Introducing the Bills (except the Essential Commodities Bill, which was piloted by the Consumer Affairs Ministry), Agriculture Minister Narendra Singh Tomar said that the measures will remove barriers on trade in agricultural produce, and enable farmers to engage with consumers and investors of their choice.

The Farmers’ Produce Trade and Commerce (Promotion and Facilitation) Bill, 2020, for instance, seeks to dismantle the choking restrictions placed by laws like the APMC. It seeks to provide for the creation of an ecosystem where the farmers and traders enjoy the freedom of choice relating to sale and purchase of produce. This is done by enabling remunerative prices through competitive alternative trading channels to promote efficient, transparent and barrier-free inter-State and intra-State trade and commerce of farmers’ produce outside physical premises of markets or deemed markets notified under the various State APMC Acts, which prohibit farmers from selling their output outside ‘notified’ markets and to licenced traders, leading to massive malpractices and exploitation.

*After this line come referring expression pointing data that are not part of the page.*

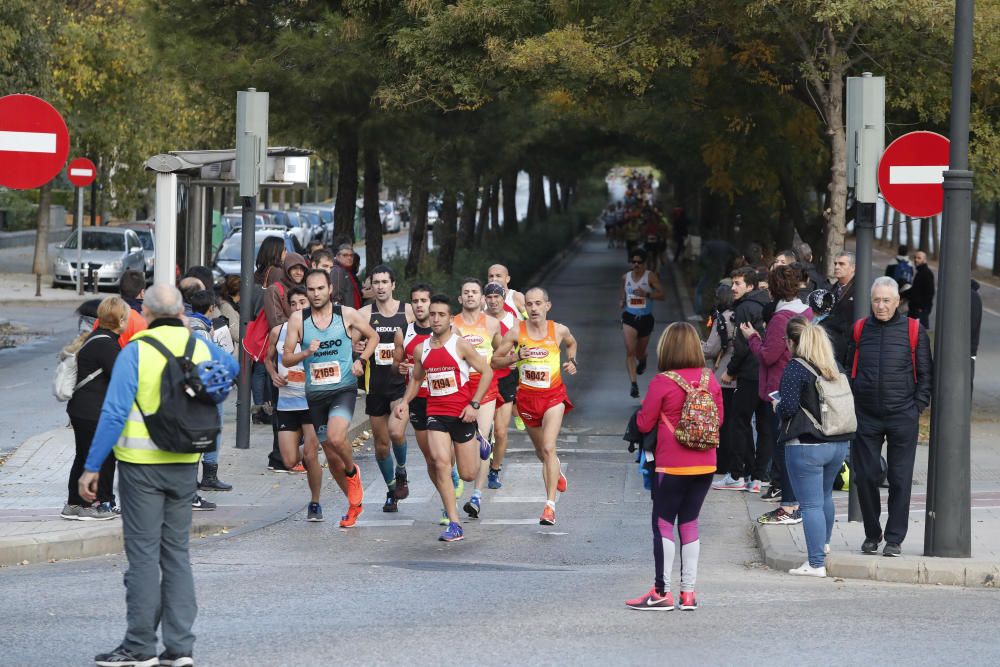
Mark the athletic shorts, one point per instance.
(339, 403)
(292, 420)
(643, 324)
(532, 405)
(459, 430)
(380, 405)
(418, 414)
(507, 389)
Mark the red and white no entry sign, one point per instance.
(81, 172)
(34, 142)
(911, 172)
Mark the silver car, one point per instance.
(107, 251)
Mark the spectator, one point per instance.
(920, 296)
(813, 458)
(683, 475)
(892, 386)
(773, 355)
(95, 360)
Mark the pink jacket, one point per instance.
(665, 397)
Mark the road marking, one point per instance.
(916, 174)
(28, 142)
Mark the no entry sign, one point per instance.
(34, 142)
(911, 172)
(81, 172)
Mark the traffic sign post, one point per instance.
(81, 173)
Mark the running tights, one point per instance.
(677, 499)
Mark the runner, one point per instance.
(292, 412)
(541, 394)
(384, 385)
(482, 332)
(506, 384)
(445, 360)
(324, 331)
(640, 289)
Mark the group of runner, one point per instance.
(455, 379)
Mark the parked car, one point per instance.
(108, 251)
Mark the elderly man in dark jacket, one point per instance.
(892, 386)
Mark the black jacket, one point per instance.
(749, 308)
(885, 383)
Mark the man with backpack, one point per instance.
(158, 431)
(891, 377)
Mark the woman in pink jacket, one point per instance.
(683, 475)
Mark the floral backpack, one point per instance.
(698, 426)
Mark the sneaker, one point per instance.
(120, 657)
(727, 483)
(548, 517)
(807, 570)
(168, 659)
(688, 603)
(391, 504)
(351, 518)
(472, 507)
(314, 513)
(652, 601)
(780, 517)
(453, 534)
(402, 488)
(202, 505)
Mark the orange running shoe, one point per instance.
(548, 517)
(355, 491)
(351, 518)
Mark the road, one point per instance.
(512, 593)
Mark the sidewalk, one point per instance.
(33, 490)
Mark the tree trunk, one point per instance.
(373, 219)
(418, 234)
(509, 203)
(347, 180)
(447, 232)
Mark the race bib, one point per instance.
(384, 353)
(537, 376)
(324, 373)
(442, 383)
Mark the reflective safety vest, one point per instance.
(134, 444)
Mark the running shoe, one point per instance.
(548, 517)
(727, 483)
(355, 491)
(472, 507)
(780, 517)
(391, 504)
(453, 534)
(351, 518)
(652, 601)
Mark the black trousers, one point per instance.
(899, 432)
(83, 432)
(748, 460)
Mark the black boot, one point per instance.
(210, 478)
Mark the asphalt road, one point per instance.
(514, 592)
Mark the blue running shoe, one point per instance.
(453, 534)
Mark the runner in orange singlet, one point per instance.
(541, 395)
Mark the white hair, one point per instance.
(163, 301)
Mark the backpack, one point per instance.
(836, 404)
(188, 420)
(64, 382)
(698, 426)
(913, 328)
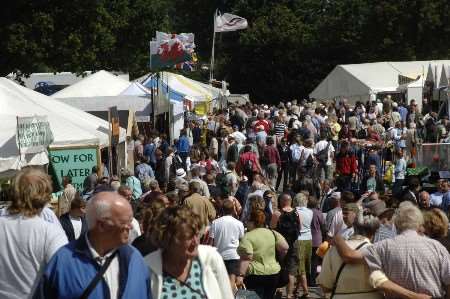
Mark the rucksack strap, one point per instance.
(98, 277)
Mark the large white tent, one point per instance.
(70, 126)
(101, 83)
(363, 81)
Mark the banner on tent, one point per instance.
(167, 50)
(33, 134)
(115, 127)
(75, 162)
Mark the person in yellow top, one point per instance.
(257, 251)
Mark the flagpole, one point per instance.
(211, 68)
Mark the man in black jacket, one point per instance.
(74, 222)
(373, 182)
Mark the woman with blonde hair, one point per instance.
(28, 241)
(181, 268)
(436, 226)
(257, 250)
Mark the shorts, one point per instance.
(233, 267)
(304, 251)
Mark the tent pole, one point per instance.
(211, 68)
(18, 143)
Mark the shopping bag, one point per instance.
(246, 294)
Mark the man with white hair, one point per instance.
(99, 264)
(407, 264)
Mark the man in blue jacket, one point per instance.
(75, 266)
(183, 147)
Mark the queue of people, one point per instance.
(274, 199)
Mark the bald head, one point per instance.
(109, 206)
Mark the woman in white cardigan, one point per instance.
(182, 268)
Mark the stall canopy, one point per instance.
(101, 83)
(361, 81)
(136, 89)
(70, 126)
(107, 90)
(180, 88)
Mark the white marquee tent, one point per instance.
(360, 82)
(101, 83)
(70, 126)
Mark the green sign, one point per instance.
(76, 163)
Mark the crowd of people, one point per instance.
(274, 199)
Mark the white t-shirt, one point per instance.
(321, 145)
(135, 231)
(226, 232)
(77, 224)
(306, 216)
(26, 246)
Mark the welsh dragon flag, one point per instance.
(167, 50)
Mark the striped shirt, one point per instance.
(384, 232)
(415, 262)
(279, 129)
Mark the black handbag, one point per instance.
(283, 275)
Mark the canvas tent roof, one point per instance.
(136, 89)
(180, 87)
(141, 105)
(70, 126)
(355, 81)
(101, 83)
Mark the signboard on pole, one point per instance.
(74, 162)
(33, 134)
(115, 127)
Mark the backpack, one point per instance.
(142, 174)
(177, 163)
(309, 163)
(222, 183)
(361, 134)
(289, 226)
(248, 166)
(233, 153)
(322, 155)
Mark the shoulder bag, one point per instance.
(97, 277)
(340, 271)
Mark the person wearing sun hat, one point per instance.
(385, 215)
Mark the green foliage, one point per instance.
(289, 47)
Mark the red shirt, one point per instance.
(264, 123)
(248, 156)
(272, 155)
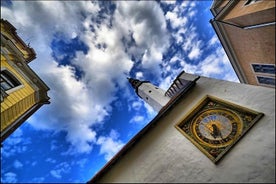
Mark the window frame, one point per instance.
(14, 78)
(263, 65)
(250, 2)
(265, 84)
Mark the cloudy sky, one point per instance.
(85, 51)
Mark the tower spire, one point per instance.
(151, 94)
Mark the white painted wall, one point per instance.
(153, 95)
(165, 155)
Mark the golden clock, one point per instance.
(214, 125)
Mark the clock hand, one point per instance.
(216, 131)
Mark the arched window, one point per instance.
(8, 81)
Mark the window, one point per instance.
(249, 2)
(266, 80)
(264, 68)
(8, 81)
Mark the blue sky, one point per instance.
(85, 51)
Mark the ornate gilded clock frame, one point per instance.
(212, 114)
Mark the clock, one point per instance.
(215, 125)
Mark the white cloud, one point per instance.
(51, 160)
(136, 105)
(213, 40)
(139, 75)
(110, 145)
(74, 108)
(60, 169)
(137, 119)
(55, 174)
(9, 177)
(146, 23)
(17, 164)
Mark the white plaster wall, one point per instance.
(165, 155)
(156, 98)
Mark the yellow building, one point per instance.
(246, 30)
(22, 91)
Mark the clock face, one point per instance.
(216, 127)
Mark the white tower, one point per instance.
(151, 94)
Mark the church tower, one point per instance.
(151, 94)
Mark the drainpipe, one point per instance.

With various other measures restricting even intra-state and inter-state movement of many crops, the farmer was essentially at the mercy of a handful of traders in a limited geographic zone.

The Farmers (Empowerment and Protection) Agreement of Price Assurance and Farm Services Bill, 2020 basically seeks to facilitate contract farming and empowering Farmer Producer Organisations, which will tackle the other big issues faced by farmers — lack of price certainty and assured sales. It will also help fragmented small holdings to aggregate into more economically viable entities, without alienating land ownership.

The changes to the EC Act, while touted as pro-farmer, will actually help traders in cereals, pulses, oilseeds, edible oils, onion and potatoes from restrictive regulations on stockholdings, movement and pricing of such agri-produce.

While the stated intentions are great, there is the proverbial slip between the cup and the lip. Even as the Bill to remove onions from the purview of the Essential Commodities Act was being introduced in Parliament, the commerce ministry banned all exports of onions under the foreign trade policy!

This right hand working against the left hand is typical of what the government does, given its silo structure and lack of cohesive vision.

So there is a department to help tobacco growers, even as other departments place either restrictions on tobacco consumption, or tax it to death!

India’s agriculture sector — in particular its farmers — have demonstrated time and again that they can still manage to improve output despite the innumerable difficulties and obstacles placed in their way. If our neta-babu-bania nexus can be broken and farmers truly unshackled, our farmers can help produce not just a mountain of food, but growth and prosperity. The challenge lies in unshackling them.